In the development of venous thrombosis three basic factors included in the so-called Virchow’s triad play a role, i.e. the slowdown of the venous blood flow, abnormalities in coagulation and in the fibrinolytic system and impaired function of the vascular endothelium. A particularly important factor is the slowdown of the blood flow or haemostasis in the veins, but the stasis itself is not enough to develop a blood clot and systemic activation of the coagulation system is also necessary. Maintaining proper haemostasis is possible due to the balance between natural pro- and anti-coagulant factors. Prothrombotic factors include, inter alia: a deficiency of antithrombin III, protein C, protein S, prothrombin gene mutation, a high titre of anti-phospholipid antibodies, thrombocythaemia of more than 700,000 cells/mm 3, occurring, e.g. after removal of the spleen. A deficiency of tissue plasminogen activator (t-PA) or an excess of plasminogen activator inhibitor 1 (PAI-1) is also conducive to the development of venous thrombosis. Endothelial dysfunctions make binding sites of factors IX and X expose, and then the formation of thrombin is possible directly on the endothelium. In addition, damage to the endothelial cells reduces or removes its negative charge and reduces the repellence properties of blood platelets, which significantly impairs the body’s natural antithrombotic defence of endothelial cells [7, 21].

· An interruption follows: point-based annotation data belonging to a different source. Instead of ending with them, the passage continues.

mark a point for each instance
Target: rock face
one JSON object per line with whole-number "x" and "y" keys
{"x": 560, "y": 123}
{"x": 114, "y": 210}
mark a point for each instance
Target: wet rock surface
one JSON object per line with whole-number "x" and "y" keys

Retinal vein thrombosis is a retinal vascular disease, the second most frequent after diabetic retinopathy. Factors predisposing to the formation of clots can be divided into systemic and local. The first group includes factors that increase blood viscosity: Waldenström’s macroglobulinemia [18, 29], proliferative diseases of the haematopoietic system, sickle cell anaemia, thrombophilia, diabetes, hypertension [18], hyperlipidemia, cardio-vascular diseases, obesity, oral contraceptives, smoking and dehydration, especially in young people and in hot climates [12]. The second group includes: glaucoma [20], hypermetropia, inflammation of the eye, bends and oppression of the eye veins and a large number of crossings of veins and arteries of the eye [9, 14]. The common course of the cribriform plate of the central retinal artery (CRA) and the central retinal vein (CRV) also predispose to blood clot forming in the central retinal vein. Atherosclerotic changes of the CRA disturbe the flow of blood within the veins in the form of spin currents and the slow-down of the blood flow. This also leads to damage to the endothelial cells and the formation of thrombin in the CRV. As a result of damage to the vascular endothelium, penetration of fluid from the capillaries into the external space occurs, which leads to swelling of the retina, including the macula lutea, which determines the central visual acuity. Depending on their location the following are distinguished: central retinal vein occlusion (CRVO) and branch retinal vein occlusion (BRVO) [19]. The presence or absence of disturbances in the blood flow through the retinal capillaries of CRVO allows to divide CRVO into the ischaemic form, if there are areas of tissue perfusion absence and the non-ischaemic form, if the capillary flow is maintained. Untreated RVO leads to the deterioration of visual acuity and the development of eye complications. Although visual acuity in untreated patients with BRVO moderately deteriorates and then improves over time even without intervention (in 37–74% of patients), it rarely reaches the value 20/40 or better. In patients with CRVO visual acuity is poor from the beginning of the disease, and a lack of treatment over time brings its further decline. Furthermore, in the CRVO ischaemic form, visual acuity is worse from the diagnosis through the whole process of treatment, compared to the non-ischaemic CRVO form [16].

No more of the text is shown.